いじめ問題における「出席停止」のメリットとデメリット【用語解説】

 いじめによる不登校が社会問題になっている中で、いじめっ子を出席停止にすることで、被害者をいじめから守ろうという動きがみられています。これは、安倍内閣(当時)が2006年頃に教育再生会議で打ち出した方針であり、2012年に深刻ないじめが報道されたときにも議論になりました。

「出席停止」のメリットとデメリット

 出席停止のメリットとしては、被害者が不登校に陥っている場合、加害者を一時的に隔離する事で、被害者が学校に登校できるような状況を作る事ができるという点です。
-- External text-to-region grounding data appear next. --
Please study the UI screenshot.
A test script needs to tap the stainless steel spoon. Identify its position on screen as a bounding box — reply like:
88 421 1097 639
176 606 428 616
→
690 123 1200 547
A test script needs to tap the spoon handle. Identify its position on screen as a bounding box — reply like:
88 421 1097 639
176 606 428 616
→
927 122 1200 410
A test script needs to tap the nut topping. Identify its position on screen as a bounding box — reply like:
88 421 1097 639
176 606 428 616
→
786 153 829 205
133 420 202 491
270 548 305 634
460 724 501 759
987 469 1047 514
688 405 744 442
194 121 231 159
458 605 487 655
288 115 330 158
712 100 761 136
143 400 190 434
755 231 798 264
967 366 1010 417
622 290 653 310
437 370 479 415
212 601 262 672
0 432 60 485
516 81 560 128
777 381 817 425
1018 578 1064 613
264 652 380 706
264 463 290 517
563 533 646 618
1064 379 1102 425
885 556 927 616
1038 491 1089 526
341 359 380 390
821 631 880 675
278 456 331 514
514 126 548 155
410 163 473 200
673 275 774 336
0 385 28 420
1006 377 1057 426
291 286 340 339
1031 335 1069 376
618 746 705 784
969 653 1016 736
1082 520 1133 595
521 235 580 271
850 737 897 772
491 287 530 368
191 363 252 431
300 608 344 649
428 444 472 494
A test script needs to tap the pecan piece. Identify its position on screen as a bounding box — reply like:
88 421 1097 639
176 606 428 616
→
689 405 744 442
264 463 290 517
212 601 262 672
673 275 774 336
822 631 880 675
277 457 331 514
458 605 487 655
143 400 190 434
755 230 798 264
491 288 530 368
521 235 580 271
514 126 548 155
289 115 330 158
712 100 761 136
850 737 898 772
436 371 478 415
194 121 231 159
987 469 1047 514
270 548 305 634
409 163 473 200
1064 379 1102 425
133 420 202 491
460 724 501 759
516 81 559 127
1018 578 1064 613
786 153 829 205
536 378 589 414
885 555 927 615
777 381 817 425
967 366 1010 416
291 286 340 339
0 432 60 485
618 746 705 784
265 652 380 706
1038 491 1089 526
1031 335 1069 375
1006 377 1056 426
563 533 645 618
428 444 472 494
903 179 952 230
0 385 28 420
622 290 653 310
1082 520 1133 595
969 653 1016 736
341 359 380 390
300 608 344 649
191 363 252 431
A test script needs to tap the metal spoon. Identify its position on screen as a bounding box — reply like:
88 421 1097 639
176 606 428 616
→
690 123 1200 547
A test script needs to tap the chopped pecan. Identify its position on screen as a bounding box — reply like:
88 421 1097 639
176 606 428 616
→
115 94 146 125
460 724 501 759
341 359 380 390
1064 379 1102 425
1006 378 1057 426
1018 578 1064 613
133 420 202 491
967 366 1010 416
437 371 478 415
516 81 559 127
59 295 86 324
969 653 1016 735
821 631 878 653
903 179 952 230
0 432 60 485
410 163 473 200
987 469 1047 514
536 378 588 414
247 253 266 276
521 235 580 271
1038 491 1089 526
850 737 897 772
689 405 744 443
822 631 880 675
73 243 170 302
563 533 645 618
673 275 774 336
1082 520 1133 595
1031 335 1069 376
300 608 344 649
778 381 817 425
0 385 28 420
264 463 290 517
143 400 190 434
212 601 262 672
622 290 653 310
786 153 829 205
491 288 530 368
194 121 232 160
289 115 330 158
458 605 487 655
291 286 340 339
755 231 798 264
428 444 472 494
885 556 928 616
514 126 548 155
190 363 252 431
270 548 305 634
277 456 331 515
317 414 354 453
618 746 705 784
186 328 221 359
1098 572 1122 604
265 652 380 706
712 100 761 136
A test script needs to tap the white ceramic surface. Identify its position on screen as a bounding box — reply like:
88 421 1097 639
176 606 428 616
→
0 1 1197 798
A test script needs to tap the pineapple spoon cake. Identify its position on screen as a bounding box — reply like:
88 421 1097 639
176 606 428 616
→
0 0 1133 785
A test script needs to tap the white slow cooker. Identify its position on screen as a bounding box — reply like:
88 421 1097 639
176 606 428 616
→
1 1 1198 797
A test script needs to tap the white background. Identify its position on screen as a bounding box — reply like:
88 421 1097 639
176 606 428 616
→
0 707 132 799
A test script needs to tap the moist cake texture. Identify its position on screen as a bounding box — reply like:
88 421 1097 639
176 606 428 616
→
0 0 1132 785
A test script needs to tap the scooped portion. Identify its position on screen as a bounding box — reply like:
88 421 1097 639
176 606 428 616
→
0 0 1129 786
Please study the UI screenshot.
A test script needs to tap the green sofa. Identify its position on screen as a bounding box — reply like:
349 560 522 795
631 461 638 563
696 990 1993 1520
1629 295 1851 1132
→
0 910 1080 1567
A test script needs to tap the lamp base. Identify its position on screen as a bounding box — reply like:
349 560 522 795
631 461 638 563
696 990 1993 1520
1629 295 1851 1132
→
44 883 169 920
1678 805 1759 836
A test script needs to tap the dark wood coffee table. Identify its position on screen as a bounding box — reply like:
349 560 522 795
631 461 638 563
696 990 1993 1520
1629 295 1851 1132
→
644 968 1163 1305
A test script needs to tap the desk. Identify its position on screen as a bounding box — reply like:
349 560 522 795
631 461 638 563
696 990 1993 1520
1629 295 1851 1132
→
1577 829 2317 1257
単純な構造のいじめで、かつ、加害生徒が素直に指導に従い、仕返しなども行わないというケースの場合なら、「出席停止」も有効な手段とはなりえるでしょう。

 しかし、現実のいじめ問題はそう簡単な問題ではありません。その一方で、いじめの構造が見えにくくなっている問題もあります。主犯格の生徒ではなく、主犯格に命令されていじめ行為を実行した加害者のみが出席停止となってしまい、主犯格の生徒によるいじめが発見されないケースも多く、そうした場合は、主犯格の生徒が大人に隠れていじめを続ける場合があります。

 また、学校の教師や教育委員会が、いじめを隠し続ける現状がある中で、出席停止の制度があったとしても結局は活用されないのではないかという問題点があります。なぜなら、この制度を設けたとしても、学校や教育委員会の隠ぺい体質にメスを入れているわけではなく、この隠ぺい体質が改善されない限りは、「いじめは存在しないから出席停止制度は活用しない」と主張するだけで結局は制度が活用されないのではないかという問題点も解決されているわけではありません。